Thanks for commenting. I don’t like reading history books, but I do like historical ficton and romance. It drives me crazy to read inaccuries.
No book-throwing going on here, since I, too, use a Kindle. But definitely some deletions! I find I’m a much pickier reader now that I’m a writer. But at the same time, I appreciate things I didn’t used to. Lots of things will make me pick up a book, but it’s usually awkward writing (especially dialogue) or a boring plot – and if both happen together, the book is gone immediately.
Interesting. Now that I’m writing, I think I’m a more understand reader about somethings. I’m absolutely reading more new authors.
I am a very picky reader. I am extremely wary of spending money on an untried author. I check the library first or check author websites for excerpts so I can gage the writing style. Things that turn me away?
1) Excessive clichés. I once began a book where there were so many, I began highlighting them. Literally. With a yellow marker. When I hit 23 in the first two chapters, I donated the book to the local library (I don’t throw books across the room and I don’t throw them in the garbage. Someone, somewhere liked it or it wouldn’t have gotten published, right?)

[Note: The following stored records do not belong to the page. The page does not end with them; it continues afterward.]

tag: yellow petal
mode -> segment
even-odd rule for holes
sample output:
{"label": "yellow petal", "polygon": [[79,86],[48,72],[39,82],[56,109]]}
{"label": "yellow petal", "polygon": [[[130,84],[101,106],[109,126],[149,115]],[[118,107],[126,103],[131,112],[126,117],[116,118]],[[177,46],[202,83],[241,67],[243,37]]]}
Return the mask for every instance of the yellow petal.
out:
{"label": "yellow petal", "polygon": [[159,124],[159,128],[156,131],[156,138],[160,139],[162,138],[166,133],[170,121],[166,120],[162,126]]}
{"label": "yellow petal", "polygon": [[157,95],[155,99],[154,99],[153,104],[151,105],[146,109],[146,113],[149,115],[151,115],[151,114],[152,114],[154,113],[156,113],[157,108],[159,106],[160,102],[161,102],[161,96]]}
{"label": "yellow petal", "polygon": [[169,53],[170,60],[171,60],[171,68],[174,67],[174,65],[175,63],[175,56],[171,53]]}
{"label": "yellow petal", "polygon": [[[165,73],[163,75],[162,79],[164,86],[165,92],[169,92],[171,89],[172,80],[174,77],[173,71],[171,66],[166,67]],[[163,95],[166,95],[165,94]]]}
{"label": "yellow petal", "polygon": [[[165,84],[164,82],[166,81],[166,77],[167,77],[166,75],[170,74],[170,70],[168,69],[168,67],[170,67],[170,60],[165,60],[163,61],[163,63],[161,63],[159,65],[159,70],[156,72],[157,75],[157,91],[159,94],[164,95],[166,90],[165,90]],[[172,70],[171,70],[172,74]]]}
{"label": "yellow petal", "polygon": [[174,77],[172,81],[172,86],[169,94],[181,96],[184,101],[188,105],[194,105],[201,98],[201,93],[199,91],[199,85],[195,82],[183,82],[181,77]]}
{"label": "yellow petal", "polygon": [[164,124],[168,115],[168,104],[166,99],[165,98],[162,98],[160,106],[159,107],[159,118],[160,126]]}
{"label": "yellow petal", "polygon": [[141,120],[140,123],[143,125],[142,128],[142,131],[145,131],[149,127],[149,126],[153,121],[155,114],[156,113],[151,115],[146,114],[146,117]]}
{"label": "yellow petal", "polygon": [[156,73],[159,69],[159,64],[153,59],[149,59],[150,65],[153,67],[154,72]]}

2) An overused word or phrase. I read a book where the author used the phrase “how so?” The first couple times it barely registered. By the fourth, I started counting. She used it 16 times…and there were only 15 chapters in the whole book. Now, every time I read the phrase, no matter the author, my teeth grind and it wrenches me completely out of the flow of the story. I hate that!
3) Excessive use of “cutesy colloquialisms”. A big, tough, hero referring to his gun as a “click, click, bang, bang” is too much for me to take seriously. There is one author I read who, it seems to me, works as hard to come up with other terms for everyday items as she does on her plots. I do a lot of eye rolling, but I really enjoy her plots and characters. Lately though, her writing style is starting to interfere with my enjoyment. Another overused cutesy colloquialism is “heart of hearts”. To me it has no meaning and is just ridiculous redundancy.
Those are my 3 biggies. There are other things that irritate me such as excessive typos but those I don’t fault the author for and will overlook in favor of a good plot line and strong characters.
Thanks for posting. It’s the lack of good editing that’s responsible for repeated words and phrases.